Pendant des siècles, les humains ont considéré les poissons comme des créatures simples et primitives – une perspective enracinée dans des préjugés historiques et renforcée par l’ampleur de leur exploitation. Aujourd’hui, des milliards de poissons sont tués chaque année pour se nourrir ou à d’autres fins, mais notre compréhension de leur expérience reste étonnamment contestée. La question de savoir si les poissons ressentent de la douleur n’est pas seulement académique ; cela a un impact sur la façon dont nous traitons la vie aquatique et remet en question les hypothèses sur la sensibilité des animaux non humains.
Le rejet historique de la sensibilité des poissons
La sous-estimation de l’intelligence et de la sensibilité des poissons remonte à d’anciens philosophes comme Aristote et Platon, qui les plaçaient au bas de la hiérarchie de l’existence. Cette perspective persiste depuis des siècles, influençant la façon dont nous interagissons avec ces créatures. Nous utilisons le poisson avec désinvolture comme symbole de stupidité (« mémoire du poisson rouge ») tout en le consommant en masse, en considérant rarement le potentiel de souffrance. Même aujourd’hui, beaucoup pensent que les poissons n’ont pas la capacité d’éprouver des émotions ou des douleurs complexes, un préjugé qui simplifie nos obligations morales à leur égard.
Les avancées scientifiques et le débat sur la douleur
Les progrès scientifiques récents ont brisé la notion selon laquelle les poissons étaient des automates insensés. Des études montrent qu’ils présentent des comportements sociaux complexes, conservent des souvenirs à long terme et utilisent même des outils. Cependant, la question de savoir s’ils ressentent de la douleur reste controversée. La douleur est subjective, ce qui rend difficile sa preuve définitive par des méthodes scientifiques.
Depuis le début des années 2000, des chercheurs comme Lynne Sneddon ont démontré que les poissons possèdent des nocicepteurs, des neurones qui répondent aux stimuli nocifs. Des expériences ont montré que les poissons présentent des changements de comportement compatibles avec la douleur, tels qu’une perte d’appétit, des mouvements anormaux et des interactions sociales altérées lorsqu’ils sont exposés à des substances douloureuses. Pourtant, certains sceptiques continuent de douter de ces résultats, arguant que ces réponses pourraient être des expériences réflexives plutôt que conscientes.
Le barrage philosophique : la conscience
Le cœur du débat réside dans notre compréhension limitée de la conscience. La notion de Descartes selon laquelle seuls les humains possèdent un esprit a profondément influencé la recherche scientifique, créant un biais en faveur de phénomènes objectifs et vérifiables. Parce que la conscience est intrinsèquement subjective, il est difficile de la prouver chez n’importe quel animal, y compris le poisson.
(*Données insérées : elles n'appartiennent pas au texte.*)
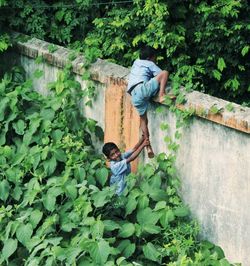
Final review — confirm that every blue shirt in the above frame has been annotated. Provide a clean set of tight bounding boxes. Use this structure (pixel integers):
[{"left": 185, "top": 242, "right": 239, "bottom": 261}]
[
  {"left": 110, "top": 150, "right": 133, "bottom": 195},
  {"left": 127, "top": 59, "right": 162, "bottom": 90}
]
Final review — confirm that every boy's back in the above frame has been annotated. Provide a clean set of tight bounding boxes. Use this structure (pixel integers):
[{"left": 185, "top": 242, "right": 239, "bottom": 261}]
[{"left": 128, "top": 59, "right": 162, "bottom": 91}]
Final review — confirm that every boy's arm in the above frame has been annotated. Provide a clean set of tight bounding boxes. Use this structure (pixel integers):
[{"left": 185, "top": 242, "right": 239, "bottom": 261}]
[
  {"left": 132, "top": 136, "right": 144, "bottom": 152},
  {"left": 126, "top": 139, "right": 150, "bottom": 163}
]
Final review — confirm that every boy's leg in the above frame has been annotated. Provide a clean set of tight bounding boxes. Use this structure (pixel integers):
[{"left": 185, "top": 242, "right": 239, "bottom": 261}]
[
  {"left": 155, "top": 70, "right": 169, "bottom": 102},
  {"left": 140, "top": 113, "right": 154, "bottom": 158}
]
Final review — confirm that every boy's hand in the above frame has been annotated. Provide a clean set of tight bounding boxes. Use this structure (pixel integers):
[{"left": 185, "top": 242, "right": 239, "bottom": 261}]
[{"left": 143, "top": 138, "right": 150, "bottom": 147}]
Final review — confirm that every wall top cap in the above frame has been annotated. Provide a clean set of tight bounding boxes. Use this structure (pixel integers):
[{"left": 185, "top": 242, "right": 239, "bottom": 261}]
[{"left": 12, "top": 32, "right": 250, "bottom": 134}]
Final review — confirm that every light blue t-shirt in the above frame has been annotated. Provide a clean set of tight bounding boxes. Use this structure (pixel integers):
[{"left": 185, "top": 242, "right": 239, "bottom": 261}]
[
  {"left": 110, "top": 150, "right": 133, "bottom": 195},
  {"left": 127, "top": 59, "right": 162, "bottom": 90}
]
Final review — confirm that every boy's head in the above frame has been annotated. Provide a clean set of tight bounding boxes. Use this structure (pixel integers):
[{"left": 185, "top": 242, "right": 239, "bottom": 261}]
[
  {"left": 140, "top": 46, "right": 156, "bottom": 61},
  {"left": 102, "top": 142, "right": 121, "bottom": 161}
]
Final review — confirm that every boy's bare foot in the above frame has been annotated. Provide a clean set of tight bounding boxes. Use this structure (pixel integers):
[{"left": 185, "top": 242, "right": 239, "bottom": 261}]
[
  {"left": 154, "top": 94, "right": 166, "bottom": 103},
  {"left": 146, "top": 145, "right": 155, "bottom": 158},
  {"left": 154, "top": 93, "right": 176, "bottom": 103}
]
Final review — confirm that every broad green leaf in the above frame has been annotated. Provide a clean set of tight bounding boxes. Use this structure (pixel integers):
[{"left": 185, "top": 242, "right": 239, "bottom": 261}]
[
  {"left": 154, "top": 201, "right": 167, "bottom": 211},
  {"left": 0, "top": 180, "right": 10, "bottom": 201},
  {"left": 143, "top": 224, "right": 161, "bottom": 234},
  {"left": 136, "top": 208, "right": 159, "bottom": 225},
  {"left": 2, "top": 238, "right": 17, "bottom": 260},
  {"left": 219, "top": 258, "right": 232, "bottom": 266},
  {"left": 6, "top": 167, "right": 24, "bottom": 184},
  {"left": 149, "top": 188, "right": 168, "bottom": 201},
  {"left": 54, "top": 149, "right": 67, "bottom": 162},
  {"left": 90, "top": 159, "right": 102, "bottom": 168},
  {"left": 142, "top": 242, "right": 161, "bottom": 262},
  {"left": 65, "top": 181, "right": 77, "bottom": 200},
  {"left": 43, "top": 192, "right": 56, "bottom": 212},
  {"left": 16, "top": 223, "right": 33, "bottom": 246},
  {"left": 29, "top": 210, "right": 43, "bottom": 229},
  {"left": 0, "top": 97, "right": 9, "bottom": 122},
  {"left": 11, "top": 185, "right": 23, "bottom": 200},
  {"left": 138, "top": 194, "right": 149, "bottom": 209},
  {"left": 51, "top": 129, "right": 64, "bottom": 142},
  {"left": 91, "top": 220, "right": 104, "bottom": 238},
  {"left": 92, "top": 189, "right": 110, "bottom": 208},
  {"left": 126, "top": 195, "right": 137, "bottom": 215},
  {"left": 241, "top": 45, "right": 250, "bottom": 56},
  {"left": 41, "top": 108, "right": 55, "bottom": 121},
  {"left": 43, "top": 157, "right": 57, "bottom": 176},
  {"left": 13, "top": 119, "right": 26, "bottom": 135},
  {"left": 74, "top": 167, "right": 86, "bottom": 182},
  {"left": 96, "top": 167, "right": 109, "bottom": 186},
  {"left": 118, "top": 223, "right": 135, "bottom": 238},
  {"left": 117, "top": 239, "right": 135, "bottom": 258},
  {"left": 89, "top": 239, "right": 110, "bottom": 265},
  {"left": 65, "top": 247, "right": 82, "bottom": 265},
  {"left": 34, "top": 69, "right": 43, "bottom": 79},
  {"left": 103, "top": 220, "right": 120, "bottom": 231},
  {"left": 160, "top": 210, "right": 175, "bottom": 228},
  {"left": 217, "top": 57, "right": 226, "bottom": 72},
  {"left": 174, "top": 207, "right": 190, "bottom": 217},
  {"left": 212, "top": 70, "right": 221, "bottom": 80}
]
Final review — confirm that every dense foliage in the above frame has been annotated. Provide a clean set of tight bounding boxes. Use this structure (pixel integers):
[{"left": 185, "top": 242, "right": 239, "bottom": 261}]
[
  {"left": 0, "top": 0, "right": 250, "bottom": 104},
  {"left": 0, "top": 68, "right": 234, "bottom": 266}
]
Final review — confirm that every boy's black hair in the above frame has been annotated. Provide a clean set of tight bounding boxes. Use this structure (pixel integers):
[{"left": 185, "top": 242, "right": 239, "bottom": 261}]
[
  {"left": 102, "top": 142, "right": 118, "bottom": 158},
  {"left": 140, "top": 46, "right": 156, "bottom": 60}
]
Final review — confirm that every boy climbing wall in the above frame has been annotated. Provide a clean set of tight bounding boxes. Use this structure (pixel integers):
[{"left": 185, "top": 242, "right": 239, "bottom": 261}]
[
  {"left": 127, "top": 46, "right": 169, "bottom": 158},
  {"left": 102, "top": 137, "right": 149, "bottom": 196}
]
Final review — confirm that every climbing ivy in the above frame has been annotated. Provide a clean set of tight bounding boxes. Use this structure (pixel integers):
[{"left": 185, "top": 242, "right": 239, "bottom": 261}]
[
  {"left": 0, "top": 64, "right": 236, "bottom": 266},
  {"left": 0, "top": 0, "right": 250, "bottom": 105}
]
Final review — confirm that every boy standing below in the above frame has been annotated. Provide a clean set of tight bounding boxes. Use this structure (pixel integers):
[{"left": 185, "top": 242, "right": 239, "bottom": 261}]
[
  {"left": 127, "top": 46, "right": 169, "bottom": 158},
  {"left": 102, "top": 137, "right": 149, "bottom": 196}
]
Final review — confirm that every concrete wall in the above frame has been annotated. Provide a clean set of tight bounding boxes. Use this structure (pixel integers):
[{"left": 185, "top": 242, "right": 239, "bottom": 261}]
[{"left": 8, "top": 33, "right": 250, "bottom": 266}]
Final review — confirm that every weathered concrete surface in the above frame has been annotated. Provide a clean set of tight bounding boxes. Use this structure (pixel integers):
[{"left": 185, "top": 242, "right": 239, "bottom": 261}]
[
  {"left": 148, "top": 107, "right": 250, "bottom": 266},
  {"left": 10, "top": 34, "right": 250, "bottom": 266}
]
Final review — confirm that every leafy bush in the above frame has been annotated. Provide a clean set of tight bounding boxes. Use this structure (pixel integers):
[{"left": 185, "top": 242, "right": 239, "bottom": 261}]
[
  {"left": 0, "top": 0, "right": 250, "bottom": 104},
  {"left": 0, "top": 68, "right": 234, "bottom": 266}
]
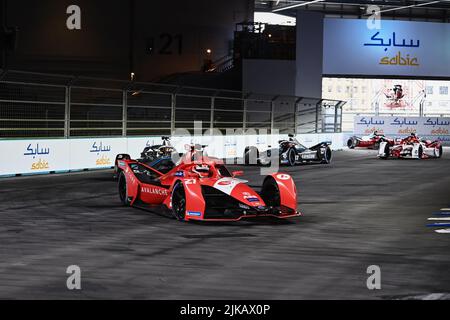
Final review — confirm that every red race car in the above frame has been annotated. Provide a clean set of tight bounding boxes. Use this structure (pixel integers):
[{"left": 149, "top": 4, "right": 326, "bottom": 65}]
[
  {"left": 118, "top": 146, "right": 300, "bottom": 221},
  {"left": 378, "top": 133, "right": 443, "bottom": 159},
  {"left": 347, "top": 131, "right": 394, "bottom": 149}
]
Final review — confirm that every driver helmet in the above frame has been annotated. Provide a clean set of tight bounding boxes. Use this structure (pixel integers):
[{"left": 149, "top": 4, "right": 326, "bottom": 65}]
[{"left": 193, "top": 164, "right": 210, "bottom": 177}]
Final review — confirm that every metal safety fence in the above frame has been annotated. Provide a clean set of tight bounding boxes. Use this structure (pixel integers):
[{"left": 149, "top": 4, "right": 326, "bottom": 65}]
[{"left": 0, "top": 70, "right": 345, "bottom": 138}]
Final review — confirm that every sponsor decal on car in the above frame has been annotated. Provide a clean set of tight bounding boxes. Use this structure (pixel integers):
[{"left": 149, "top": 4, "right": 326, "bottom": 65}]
[
  {"left": 277, "top": 173, "right": 291, "bottom": 180},
  {"left": 95, "top": 156, "right": 111, "bottom": 166},
  {"left": 142, "top": 187, "right": 168, "bottom": 196},
  {"left": 302, "top": 152, "right": 314, "bottom": 159},
  {"left": 214, "top": 178, "right": 247, "bottom": 195}
]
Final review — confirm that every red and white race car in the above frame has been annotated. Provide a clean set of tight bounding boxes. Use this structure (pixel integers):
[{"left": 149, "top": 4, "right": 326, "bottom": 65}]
[
  {"left": 378, "top": 133, "right": 443, "bottom": 159},
  {"left": 347, "top": 131, "right": 394, "bottom": 149},
  {"left": 118, "top": 146, "right": 300, "bottom": 221}
]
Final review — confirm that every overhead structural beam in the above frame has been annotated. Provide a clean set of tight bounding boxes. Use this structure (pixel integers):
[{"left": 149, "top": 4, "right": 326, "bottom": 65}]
[
  {"left": 365, "top": 1, "right": 442, "bottom": 15},
  {"left": 272, "top": 0, "right": 324, "bottom": 12}
]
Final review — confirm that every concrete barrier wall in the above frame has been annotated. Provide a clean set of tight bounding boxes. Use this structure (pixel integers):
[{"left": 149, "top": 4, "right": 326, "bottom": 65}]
[{"left": 0, "top": 133, "right": 343, "bottom": 176}]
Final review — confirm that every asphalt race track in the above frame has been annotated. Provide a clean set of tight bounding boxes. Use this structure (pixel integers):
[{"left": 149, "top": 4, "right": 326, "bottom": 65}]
[{"left": 0, "top": 148, "right": 450, "bottom": 299}]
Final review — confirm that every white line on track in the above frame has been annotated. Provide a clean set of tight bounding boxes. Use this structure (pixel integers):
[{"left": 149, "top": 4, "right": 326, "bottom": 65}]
[{"left": 434, "top": 229, "right": 450, "bottom": 233}]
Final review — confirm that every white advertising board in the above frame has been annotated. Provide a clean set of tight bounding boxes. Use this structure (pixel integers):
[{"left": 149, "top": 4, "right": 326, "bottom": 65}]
[
  {"left": 0, "top": 133, "right": 343, "bottom": 176},
  {"left": 353, "top": 116, "right": 450, "bottom": 143},
  {"left": 69, "top": 138, "right": 127, "bottom": 170}
]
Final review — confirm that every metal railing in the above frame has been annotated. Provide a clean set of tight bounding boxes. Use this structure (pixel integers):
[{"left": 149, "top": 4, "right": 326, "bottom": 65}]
[{"left": 0, "top": 70, "right": 344, "bottom": 138}]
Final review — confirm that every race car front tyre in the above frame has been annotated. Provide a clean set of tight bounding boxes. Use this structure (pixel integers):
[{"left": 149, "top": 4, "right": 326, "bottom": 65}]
[
  {"left": 321, "top": 147, "right": 332, "bottom": 164},
  {"left": 117, "top": 171, "right": 131, "bottom": 206},
  {"left": 261, "top": 176, "right": 281, "bottom": 207},
  {"left": 347, "top": 137, "right": 356, "bottom": 149},
  {"left": 172, "top": 182, "right": 186, "bottom": 221},
  {"left": 286, "top": 148, "right": 295, "bottom": 167},
  {"left": 244, "top": 147, "right": 259, "bottom": 165}
]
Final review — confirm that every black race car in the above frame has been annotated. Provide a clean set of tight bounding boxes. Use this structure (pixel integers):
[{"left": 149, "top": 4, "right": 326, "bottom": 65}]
[
  {"left": 114, "top": 136, "right": 176, "bottom": 178},
  {"left": 244, "top": 134, "right": 332, "bottom": 166}
]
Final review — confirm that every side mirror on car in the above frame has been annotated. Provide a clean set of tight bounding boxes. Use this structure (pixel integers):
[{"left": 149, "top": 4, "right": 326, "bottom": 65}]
[{"left": 231, "top": 171, "right": 244, "bottom": 178}]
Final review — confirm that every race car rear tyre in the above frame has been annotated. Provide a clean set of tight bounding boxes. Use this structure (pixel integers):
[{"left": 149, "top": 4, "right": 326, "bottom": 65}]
[
  {"left": 321, "top": 147, "right": 332, "bottom": 164},
  {"left": 437, "top": 146, "right": 443, "bottom": 158},
  {"left": 172, "top": 182, "right": 186, "bottom": 221},
  {"left": 286, "top": 148, "right": 295, "bottom": 167},
  {"left": 261, "top": 176, "right": 281, "bottom": 207},
  {"left": 380, "top": 144, "right": 391, "bottom": 159},
  {"left": 244, "top": 147, "right": 258, "bottom": 165},
  {"left": 417, "top": 146, "right": 423, "bottom": 159},
  {"left": 117, "top": 171, "right": 131, "bottom": 206},
  {"left": 347, "top": 137, "right": 356, "bottom": 149}
]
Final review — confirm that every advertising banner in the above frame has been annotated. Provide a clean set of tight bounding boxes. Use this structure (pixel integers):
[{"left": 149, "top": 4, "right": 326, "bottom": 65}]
[
  {"left": 0, "top": 139, "right": 70, "bottom": 175},
  {"left": 69, "top": 138, "right": 127, "bottom": 170},
  {"left": 323, "top": 18, "right": 450, "bottom": 77},
  {"left": 0, "top": 133, "right": 343, "bottom": 176},
  {"left": 353, "top": 116, "right": 450, "bottom": 144}
]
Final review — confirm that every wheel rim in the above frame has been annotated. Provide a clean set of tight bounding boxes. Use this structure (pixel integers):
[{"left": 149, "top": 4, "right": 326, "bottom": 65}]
[
  {"left": 262, "top": 181, "right": 281, "bottom": 207},
  {"left": 119, "top": 173, "right": 127, "bottom": 203},
  {"left": 172, "top": 185, "right": 186, "bottom": 220},
  {"left": 325, "top": 148, "right": 331, "bottom": 163},
  {"left": 347, "top": 139, "right": 353, "bottom": 148},
  {"left": 288, "top": 149, "right": 295, "bottom": 166}
]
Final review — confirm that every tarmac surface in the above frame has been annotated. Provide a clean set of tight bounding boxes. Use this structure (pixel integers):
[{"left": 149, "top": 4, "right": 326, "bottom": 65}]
[{"left": 0, "top": 148, "right": 450, "bottom": 300}]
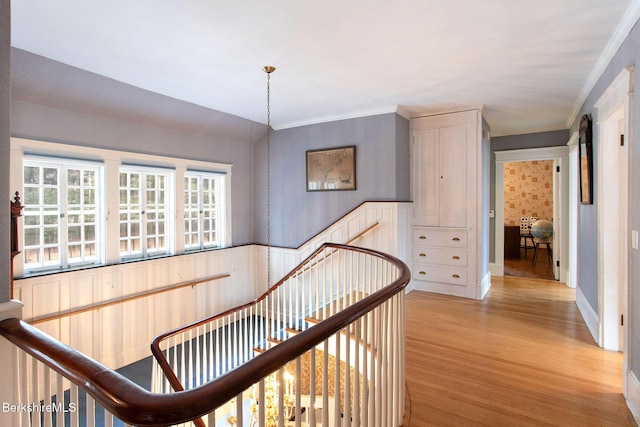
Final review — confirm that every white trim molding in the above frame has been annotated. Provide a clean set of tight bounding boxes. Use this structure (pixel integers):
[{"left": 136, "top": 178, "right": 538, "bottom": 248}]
[
  {"left": 626, "top": 370, "right": 640, "bottom": 425},
  {"left": 576, "top": 287, "right": 600, "bottom": 346},
  {"left": 567, "top": 0, "right": 640, "bottom": 128}
]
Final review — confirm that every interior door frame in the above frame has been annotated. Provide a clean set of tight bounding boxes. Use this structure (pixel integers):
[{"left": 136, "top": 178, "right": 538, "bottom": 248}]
[
  {"left": 493, "top": 146, "right": 571, "bottom": 283},
  {"left": 595, "top": 67, "right": 634, "bottom": 364}
]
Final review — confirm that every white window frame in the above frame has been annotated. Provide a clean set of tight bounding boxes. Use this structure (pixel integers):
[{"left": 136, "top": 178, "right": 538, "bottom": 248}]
[
  {"left": 9, "top": 137, "right": 233, "bottom": 279},
  {"left": 21, "top": 156, "right": 105, "bottom": 274},
  {"left": 183, "top": 170, "right": 227, "bottom": 252},
  {"left": 118, "top": 164, "right": 176, "bottom": 261}
]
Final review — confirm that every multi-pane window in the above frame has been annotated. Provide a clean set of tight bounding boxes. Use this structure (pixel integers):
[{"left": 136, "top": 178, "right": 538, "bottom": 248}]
[
  {"left": 184, "top": 171, "right": 224, "bottom": 250},
  {"left": 119, "top": 167, "right": 173, "bottom": 258},
  {"left": 23, "top": 159, "right": 102, "bottom": 271}
]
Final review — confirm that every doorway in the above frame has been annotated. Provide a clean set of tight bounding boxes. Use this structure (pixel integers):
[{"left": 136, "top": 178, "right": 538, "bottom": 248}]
[
  {"left": 493, "top": 146, "right": 569, "bottom": 283},
  {"left": 496, "top": 160, "right": 557, "bottom": 280},
  {"left": 595, "top": 69, "right": 632, "bottom": 354}
]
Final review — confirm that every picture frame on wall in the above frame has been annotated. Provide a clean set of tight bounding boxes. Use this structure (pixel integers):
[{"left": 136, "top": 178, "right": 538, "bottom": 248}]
[
  {"left": 306, "top": 145, "right": 356, "bottom": 192},
  {"left": 578, "top": 114, "right": 593, "bottom": 205}
]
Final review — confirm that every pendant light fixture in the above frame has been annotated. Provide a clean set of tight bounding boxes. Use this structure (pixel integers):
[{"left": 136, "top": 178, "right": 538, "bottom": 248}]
[{"left": 262, "top": 65, "right": 276, "bottom": 289}]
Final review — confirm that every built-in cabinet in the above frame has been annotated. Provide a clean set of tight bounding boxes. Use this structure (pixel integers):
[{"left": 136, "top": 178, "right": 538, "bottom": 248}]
[{"left": 411, "top": 109, "right": 490, "bottom": 299}]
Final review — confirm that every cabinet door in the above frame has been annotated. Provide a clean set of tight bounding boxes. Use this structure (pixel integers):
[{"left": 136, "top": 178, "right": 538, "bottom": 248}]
[
  {"left": 438, "top": 125, "right": 469, "bottom": 227},
  {"left": 413, "top": 129, "right": 440, "bottom": 226}
]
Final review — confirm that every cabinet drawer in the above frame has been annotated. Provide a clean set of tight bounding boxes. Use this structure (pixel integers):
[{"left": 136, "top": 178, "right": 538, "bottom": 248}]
[
  {"left": 413, "top": 228, "right": 467, "bottom": 248},
  {"left": 413, "top": 246, "right": 467, "bottom": 267},
  {"left": 411, "top": 264, "right": 467, "bottom": 285}
]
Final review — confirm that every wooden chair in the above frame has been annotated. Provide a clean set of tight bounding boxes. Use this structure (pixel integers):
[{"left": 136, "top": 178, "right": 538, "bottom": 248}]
[
  {"left": 520, "top": 216, "right": 537, "bottom": 258},
  {"left": 532, "top": 237, "right": 553, "bottom": 265}
]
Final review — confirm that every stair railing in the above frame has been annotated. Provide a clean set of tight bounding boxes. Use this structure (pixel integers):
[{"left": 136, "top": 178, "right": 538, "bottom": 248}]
[{"left": 0, "top": 244, "right": 410, "bottom": 426}]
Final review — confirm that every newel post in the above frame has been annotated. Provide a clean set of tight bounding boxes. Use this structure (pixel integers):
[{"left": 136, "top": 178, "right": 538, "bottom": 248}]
[{"left": 10, "top": 191, "right": 23, "bottom": 299}]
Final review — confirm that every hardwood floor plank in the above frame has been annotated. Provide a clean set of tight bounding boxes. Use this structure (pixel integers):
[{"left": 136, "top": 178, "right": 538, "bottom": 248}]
[{"left": 405, "top": 277, "right": 636, "bottom": 426}]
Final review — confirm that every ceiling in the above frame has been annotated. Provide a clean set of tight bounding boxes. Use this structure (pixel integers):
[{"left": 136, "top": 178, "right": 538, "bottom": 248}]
[{"left": 11, "top": 0, "right": 640, "bottom": 136}]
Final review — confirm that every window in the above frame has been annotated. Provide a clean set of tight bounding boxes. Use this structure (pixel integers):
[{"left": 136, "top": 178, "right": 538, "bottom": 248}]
[
  {"left": 119, "top": 167, "right": 174, "bottom": 258},
  {"left": 23, "top": 159, "right": 103, "bottom": 271},
  {"left": 184, "top": 171, "right": 225, "bottom": 250}
]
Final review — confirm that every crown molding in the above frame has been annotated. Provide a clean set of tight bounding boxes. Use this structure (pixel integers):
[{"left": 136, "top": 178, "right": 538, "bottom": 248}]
[{"left": 567, "top": 0, "right": 640, "bottom": 129}]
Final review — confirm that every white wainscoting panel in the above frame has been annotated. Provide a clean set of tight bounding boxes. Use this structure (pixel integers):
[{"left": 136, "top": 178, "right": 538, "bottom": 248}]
[{"left": 14, "top": 202, "right": 411, "bottom": 369}]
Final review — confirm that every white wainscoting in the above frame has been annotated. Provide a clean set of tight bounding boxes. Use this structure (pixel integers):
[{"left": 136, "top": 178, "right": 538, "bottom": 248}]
[{"left": 14, "top": 202, "right": 412, "bottom": 369}]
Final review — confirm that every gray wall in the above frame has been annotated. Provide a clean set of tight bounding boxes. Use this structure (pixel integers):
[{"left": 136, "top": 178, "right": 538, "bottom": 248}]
[
  {"left": 0, "top": 0, "right": 11, "bottom": 302},
  {"left": 10, "top": 49, "right": 266, "bottom": 246},
  {"left": 489, "top": 130, "right": 569, "bottom": 262},
  {"left": 571, "top": 17, "right": 640, "bottom": 377},
  {"left": 255, "top": 113, "right": 410, "bottom": 247}
]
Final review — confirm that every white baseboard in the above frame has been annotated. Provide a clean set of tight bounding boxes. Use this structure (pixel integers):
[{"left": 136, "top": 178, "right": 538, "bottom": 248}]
[
  {"left": 413, "top": 280, "right": 468, "bottom": 298},
  {"left": 476, "top": 271, "right": 491, "bottom": 300},
  {"left": 626, "top": 370, "right": 640, "bottom": 425},
  {"left": 576, "top": 287, "right": 600, "bottom": 345},
  {"left": 489, "top": 262, "right": 504, "bottom": 276}
]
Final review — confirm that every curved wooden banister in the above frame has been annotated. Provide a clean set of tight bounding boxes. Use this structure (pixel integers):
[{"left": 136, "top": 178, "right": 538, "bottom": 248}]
[{"left": 0, "top": 244, "right": 411, "bottom": 426}]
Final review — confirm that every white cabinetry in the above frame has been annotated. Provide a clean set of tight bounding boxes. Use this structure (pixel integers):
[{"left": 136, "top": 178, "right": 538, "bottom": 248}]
[{"left": 411, "top": 110, "right": 490, "bottom": 299}]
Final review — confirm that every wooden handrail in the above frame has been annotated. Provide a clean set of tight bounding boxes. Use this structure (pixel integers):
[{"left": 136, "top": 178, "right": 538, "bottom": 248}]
[
  {"left": 0, "top": 244, "right": 411, "bottom": 426},
  {"left": 29, "top": 273, "right": 231, "bottom": 325},
  {"left": 345, "top": 221, "right": 380, "bottom": 245}
]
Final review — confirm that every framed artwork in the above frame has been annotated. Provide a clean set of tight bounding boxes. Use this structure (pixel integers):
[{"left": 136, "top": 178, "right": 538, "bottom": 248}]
[
  {"left": 578, "top": 114, "right": 593, "bottom": 205},
  {"left": 307, "top": 145, "right": 356, "bottom": 191}
]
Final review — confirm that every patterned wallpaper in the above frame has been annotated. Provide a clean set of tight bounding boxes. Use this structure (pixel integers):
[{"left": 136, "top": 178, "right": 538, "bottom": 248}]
[{"left": 504, "top": 160, "right": 553, "bottom": 225}]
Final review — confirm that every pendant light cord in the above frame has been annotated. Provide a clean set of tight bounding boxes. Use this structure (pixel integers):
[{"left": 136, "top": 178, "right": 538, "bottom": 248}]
[{"left": 263, "top": 66, "right": 275, "bottom": 289}]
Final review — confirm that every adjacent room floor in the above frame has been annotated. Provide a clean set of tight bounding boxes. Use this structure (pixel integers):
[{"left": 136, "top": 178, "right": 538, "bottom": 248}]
[
  {"left": 405, "top": 276, "right": 636, "bottom": 426},
  {"left": 504, "top": 248, "right": 554, "bottom": 280}
]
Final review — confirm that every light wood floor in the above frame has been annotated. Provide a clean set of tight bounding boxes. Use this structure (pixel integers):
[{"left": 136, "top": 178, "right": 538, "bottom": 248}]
[{"left": 405, "top": 277, "right": 636, "bottom": 426}]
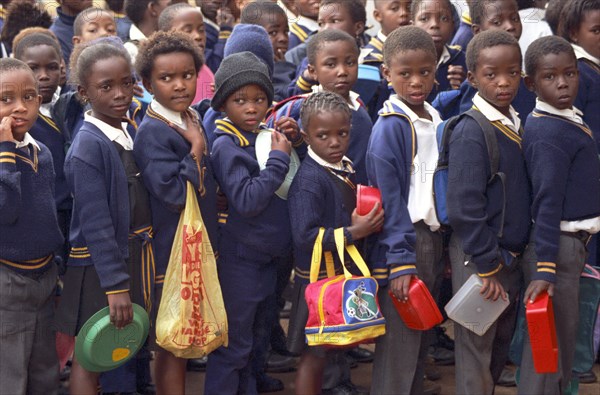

Certains scientifiques soutiennent que les poissons ne disposent pas des structures cérébrales nécessaires (telles que le néocortex) pour ressentir la douleur, tandis que d’autres rétorquent que cette hypothèse est spéciste et ignore la diversité des systèmes neurologiques.
La question de la douleur des poissons expose un paradoxe plus large : nous soumettons des expériences invasives pour « prouver » la sensibilité tout en remettant en question les implications éthiques de telles méthodes. Cela soulève un point critique : peut-être que la question elle-même est erronée. Pourquoi exigeons-nous des preuves de la part des poissons alors que nous supposons facilement que d’autres animaux ont conscience ?
Pourquoi c’est important
Le débat sur la douleur des poissons ne concerne pas seulement la science ; il s’agit d’éthique et de notre responsabilité envers la vie non humaine. Ignorer le potentiel de souffrance des animaux aquatiques renforce un système d’exploitation qui donne la priorité aux intérêts humains plutôt qu’à leur bien-être. Reconnaître la sensibilité des poissons nécessiterait une réévaluation de nos pratiques en matière de pêche, d’aquaculture et de conservation.
En fin de compte, la question de savoir si les poissons ressentent de la douleur est peut-être moins importante que la reconnaissance de nos propres préjugés et des implications morales de nos actions. Qu’elle soit prouvable ou non, la possibilité de souffrir exige respect et considération.
Le débat nous oblige à affronter des vérités inconfortables sur notre relation avec le monde naturel et les limites arbitraires que nous traçons entre les espèces qui méritent d’être protégées et celles que nous exploitons sans hésitation.